Because the goal is justification and not serious and critical discussion and the realization of the rulings.

Perhaps the funniest type of justification is to say: The leadership may take decisions that may appear to the public to be likely, but these decisions are due - in the same matter and when weighting - to the balance between interests and interests, and the evils and evils;

As if "the same thing" can be found;

Also, the one who said this confuses the actions of a movement that is a faction inside the Palestinian territories with the leadership of the state or the imamate in the classical jurisprudential heritage. He also assumes that the leadership never errs;

So doing it at the lowest level is likely, then it appeals to the pre-state perceptions that separate a complete separation between the leadership that is known and the public who are not known, so he included all the religious, intellectual and political elite that do not belong to the movement in the public sphere, and this has nothing to do with modern politics;

It is a non-historical or contemporary partisan perception.

Paradoxically, many of the movement’s members appear very critical when they deal with political systems or other parties, but when they deal with policies adopted by their leaders or movements, they are creative in justifying and seeking excuses that hinder the ability of critical thinking or demonstrative debate.

The implementation of critical thinking within Islamic movements and parties would create a different opinion or position that does not coincide in positions along the line, but this difference is not tolerated by party affiliation and organizational structures.

The critic may expose himself to accountability or dismissal.

Critical thinking does not give confidence to the idea, just as it would look into the details, contexts and balances of forces within the movement itself to stand on the internal influences and disagreements. , What is the difference affecting them, and for whose benefit?

And what pressures were applied?

What are the profit and loss accounts?

For whose benefit?

Which of the two decisions Assad political and moral?

Critical thinking does not ignore the justifications for the different positions that affect the same issue (such as severing with the Syrian regime and returning to it, which means acknowledging the mistake or changing the interests of the movement).
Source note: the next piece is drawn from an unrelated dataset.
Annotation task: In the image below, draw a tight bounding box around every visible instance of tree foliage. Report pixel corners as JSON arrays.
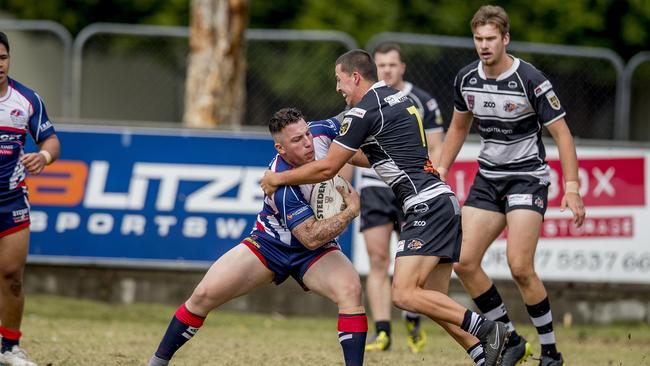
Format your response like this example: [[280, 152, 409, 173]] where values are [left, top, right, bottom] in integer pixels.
[[0, 0, 650, 58]]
And if we are to surrender to the leadership of a movement all the matter;

Because she knows the secrets and the details of the interests, let us submit to the ruler on the way of Sheikh Abdullah bin Bayh, who then uses the same arguments that the justifications use;

And then they will find themselves before a question dealing with the legitimacy of the Islamic movements themselves;

Because they will then become schismatic movements within the public order, or they will face a stark contrast between being loyalists in one country and revolutionaries in another.